I’d wager that something like 90% of developers who look at that page should close the tab instead of reading any of it.

If you’re building a system and need crypto… pick the canonical library for the ecosystem or language you’re working in. Don’t try to build your own collection of primitives.

Also, I gave the link to the appendix because there was a specific question about Argon2 parameters. For general developer audiences, they need to look at the standard itself which is a lot more high level about how to properly implement cryptography in software:
https://github.com/OWASP/ASVS/blob/master/5.0/en/0x20-V11-Cr...

For the most common use-cases of cryptography like authentication and secure communication there is more specific, but still high level guidance that is useful for developers as well:

- https://github.com/OWASP/ASVS/blob/master/5.0/en/0x21-V12-Se...

- https://github.com/OWASP/ASVS/blob/master/5.0/en/0x18-V9-Sel...

- https://github.com/OWASP/ASVS/blob/master/5.0/en/0x15-V6-Aut...

This standard is bad.
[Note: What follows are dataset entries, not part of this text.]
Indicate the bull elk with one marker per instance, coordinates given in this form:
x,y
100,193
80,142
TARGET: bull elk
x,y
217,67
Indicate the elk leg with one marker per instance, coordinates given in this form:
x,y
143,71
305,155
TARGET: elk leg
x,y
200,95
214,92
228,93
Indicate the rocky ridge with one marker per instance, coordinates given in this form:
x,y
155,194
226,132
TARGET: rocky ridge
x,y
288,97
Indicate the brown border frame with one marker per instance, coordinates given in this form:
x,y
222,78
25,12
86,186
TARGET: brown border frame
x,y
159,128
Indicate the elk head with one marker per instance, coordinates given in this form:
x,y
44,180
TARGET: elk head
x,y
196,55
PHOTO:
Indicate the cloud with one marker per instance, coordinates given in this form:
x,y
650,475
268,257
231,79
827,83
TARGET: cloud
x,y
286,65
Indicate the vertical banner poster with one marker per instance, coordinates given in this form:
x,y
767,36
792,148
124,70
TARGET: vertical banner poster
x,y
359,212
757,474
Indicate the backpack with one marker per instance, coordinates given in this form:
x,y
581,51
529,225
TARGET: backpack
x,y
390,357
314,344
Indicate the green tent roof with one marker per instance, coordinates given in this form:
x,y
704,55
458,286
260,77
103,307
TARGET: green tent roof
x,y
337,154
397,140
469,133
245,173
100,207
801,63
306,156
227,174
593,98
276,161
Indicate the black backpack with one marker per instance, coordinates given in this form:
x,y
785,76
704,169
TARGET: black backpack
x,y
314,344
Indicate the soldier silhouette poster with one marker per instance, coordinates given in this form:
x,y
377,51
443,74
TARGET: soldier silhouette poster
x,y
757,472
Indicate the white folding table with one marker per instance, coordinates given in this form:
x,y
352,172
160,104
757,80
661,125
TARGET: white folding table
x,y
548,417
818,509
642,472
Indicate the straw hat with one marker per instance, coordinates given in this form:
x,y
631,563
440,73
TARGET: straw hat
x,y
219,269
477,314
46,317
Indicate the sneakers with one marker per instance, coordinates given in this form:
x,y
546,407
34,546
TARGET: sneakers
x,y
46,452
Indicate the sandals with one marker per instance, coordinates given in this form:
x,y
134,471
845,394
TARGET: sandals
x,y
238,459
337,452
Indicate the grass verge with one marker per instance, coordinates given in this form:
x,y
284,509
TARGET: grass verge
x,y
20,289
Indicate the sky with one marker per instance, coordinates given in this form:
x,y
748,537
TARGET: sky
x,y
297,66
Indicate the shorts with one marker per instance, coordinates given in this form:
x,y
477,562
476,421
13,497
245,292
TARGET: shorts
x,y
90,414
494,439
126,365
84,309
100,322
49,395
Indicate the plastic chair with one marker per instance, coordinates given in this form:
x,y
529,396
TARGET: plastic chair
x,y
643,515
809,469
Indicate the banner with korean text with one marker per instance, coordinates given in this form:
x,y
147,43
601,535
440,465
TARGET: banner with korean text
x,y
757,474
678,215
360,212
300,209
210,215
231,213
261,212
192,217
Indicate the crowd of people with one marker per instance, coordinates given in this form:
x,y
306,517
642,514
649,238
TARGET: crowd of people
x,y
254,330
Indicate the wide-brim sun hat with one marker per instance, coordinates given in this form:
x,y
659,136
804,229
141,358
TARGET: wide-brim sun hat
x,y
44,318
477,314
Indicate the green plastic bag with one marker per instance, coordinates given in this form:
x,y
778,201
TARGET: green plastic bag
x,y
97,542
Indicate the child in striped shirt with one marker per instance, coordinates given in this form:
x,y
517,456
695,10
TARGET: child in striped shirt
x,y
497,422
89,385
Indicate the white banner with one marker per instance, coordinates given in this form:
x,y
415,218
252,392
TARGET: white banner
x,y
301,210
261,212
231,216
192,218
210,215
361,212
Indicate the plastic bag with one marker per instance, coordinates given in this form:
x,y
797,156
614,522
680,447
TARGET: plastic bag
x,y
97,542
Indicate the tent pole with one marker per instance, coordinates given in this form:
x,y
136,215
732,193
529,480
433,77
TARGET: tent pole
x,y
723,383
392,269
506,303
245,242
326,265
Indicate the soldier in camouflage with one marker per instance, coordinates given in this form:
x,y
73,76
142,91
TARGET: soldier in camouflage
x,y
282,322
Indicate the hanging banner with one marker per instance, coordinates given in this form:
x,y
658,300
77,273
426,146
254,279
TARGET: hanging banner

People should avoid it. For example: 11.2.2 (cryptographic agility) is an anti-pattern in modern cryptographic engineering.

This is just a random list of links to standards and summary tables, some of which are wrong (urandom vs. random, for instance). The "A/L/D" scoring makes very little sense. CBC is legacy-allowable and CTR is disallowed; "verification of padding must be performed in constant time". For reasons passing understanding, "MAC-then-encrypt" is legacy-allowable. They've deprecated the internally truncated SHA2's and kept the full-width ones (the internally truncated ones are more, not less secure). They've taken the time to formally disallow "MD5 and SHA1 based KDF functions". There's a long list of allowed FFDH groups. AES-CMAC is a recommended general-purpose message authenticator.

This is a mess, and I would actively steer people away from it.

Yes it’s an audit checklist for when you need to know specifically what to use and with which parameters.

It’s unfortunate if there are mistakes in there. The people at OWASP would be very happy to receive feedback on their GitHub I’m sure.

It's a bad audit checklist! If OWASP volunteers can't do a good one, they should just not do one at all. It's fine for them not to cover things that are outside their expertise.
Which one would you recommend instead? Referring dev teams to NIST standards or the like doesn’t work well in my experience.
There doesn't always have to be a resource. Sometimes no resource is better than a faulty one. Cryptography is one of those cases.